Several years ago, an archaeologist from Holland studying sacred (ley) lines, discovered that Svarga Loka is at the centre of a ley line connecting the Balinese temples of Uluwatu, Tanah Lot and Besakih. When extended, this line stretches out to the pyramids of Giza in Egypt and Stonehenge in the United Kingdom. Ley lines are natural lines that function as an energy communication system of the Earth. The system transmits and connects energy, vibration and frequency. Such lines are like arteries of the human body; they connect and link humans to animals, plants, mountains, lakes and every aspect of the physical world. Lay lines also provide connection to the non-physical world, therefore playing a vital role in the spiritual evolution of humankind.
The Balinese believe that the energy of Svarga Loka, although powerful, according to the Balinese, is loving and peaceful. The energy embraces us when we surrender to its quietness and silence. Some say that Svarga Loka is like the womb of Mother Earth. It has the energy of a womb – warm, enveloping and full of healing.
Authenticity & Experience
As explained above, the sacredness of Svarga Loka has its roots in Hindu traditions and culture. The guardian of the land, a spirit which communicates messages through a medium, advises treating Svarga Loka like a temple, with traditions and rituals associated with temple activities. For example, splashing holy water taken from Campuhan Temple to welcome guests is one such ritual, which honours the guests by purifying them before entering this sacred land.
Another is the wearing of sarongs and the giving of gifts to remind the guests of the experience in the land of transformation. These traditions and rituals differentiate Svarga Loka from other wellness resorts in Ubud. The Guardian of the land isn’t something to fear; it is full of gentle energy, love and compassion. It says softly to anyone who comes here with a purpose: 'Come, see, enjoy and bring'.

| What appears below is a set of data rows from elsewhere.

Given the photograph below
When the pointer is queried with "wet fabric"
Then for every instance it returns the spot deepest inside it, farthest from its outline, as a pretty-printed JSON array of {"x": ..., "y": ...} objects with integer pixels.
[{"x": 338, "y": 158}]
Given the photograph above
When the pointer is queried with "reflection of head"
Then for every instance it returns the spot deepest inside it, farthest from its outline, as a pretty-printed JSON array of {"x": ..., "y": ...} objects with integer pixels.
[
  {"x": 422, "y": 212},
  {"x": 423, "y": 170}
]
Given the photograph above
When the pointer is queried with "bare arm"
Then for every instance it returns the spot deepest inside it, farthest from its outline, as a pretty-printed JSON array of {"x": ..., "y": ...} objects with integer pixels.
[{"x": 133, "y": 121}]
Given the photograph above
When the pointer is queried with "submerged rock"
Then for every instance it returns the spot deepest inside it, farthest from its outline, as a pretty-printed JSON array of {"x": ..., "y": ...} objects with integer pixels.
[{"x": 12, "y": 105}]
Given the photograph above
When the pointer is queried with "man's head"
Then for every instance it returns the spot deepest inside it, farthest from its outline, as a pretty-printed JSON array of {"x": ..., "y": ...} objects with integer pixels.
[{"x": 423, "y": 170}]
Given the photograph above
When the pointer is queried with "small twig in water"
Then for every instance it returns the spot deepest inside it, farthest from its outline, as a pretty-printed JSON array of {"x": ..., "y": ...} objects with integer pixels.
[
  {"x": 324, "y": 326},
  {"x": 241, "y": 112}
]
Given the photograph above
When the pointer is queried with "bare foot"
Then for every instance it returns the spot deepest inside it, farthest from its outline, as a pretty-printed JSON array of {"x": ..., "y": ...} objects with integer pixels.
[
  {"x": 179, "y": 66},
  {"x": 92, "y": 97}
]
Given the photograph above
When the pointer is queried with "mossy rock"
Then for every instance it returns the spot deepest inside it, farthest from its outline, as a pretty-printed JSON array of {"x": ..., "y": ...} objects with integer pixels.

With a wide open heart, everyone will benefit from their stay in Svarga Loka. Guests come of their free will. The Balinese believe that from this action they will sense the Creator’s 'will'. Everyone will come to know what this will is long after their journey. The land is aware of what is needed by each person. Connecting with the vibration of the land, he or she will benefit from the energy of the land. Svarga Loka offers many levels of consciousness and awareness. It is up to the person whether they want to connect or not. Svarga Loka is a transitional realm, not an end point. To be able to feel and experience the gifts from the land, he or she has to surrender, open their heart and be receptive.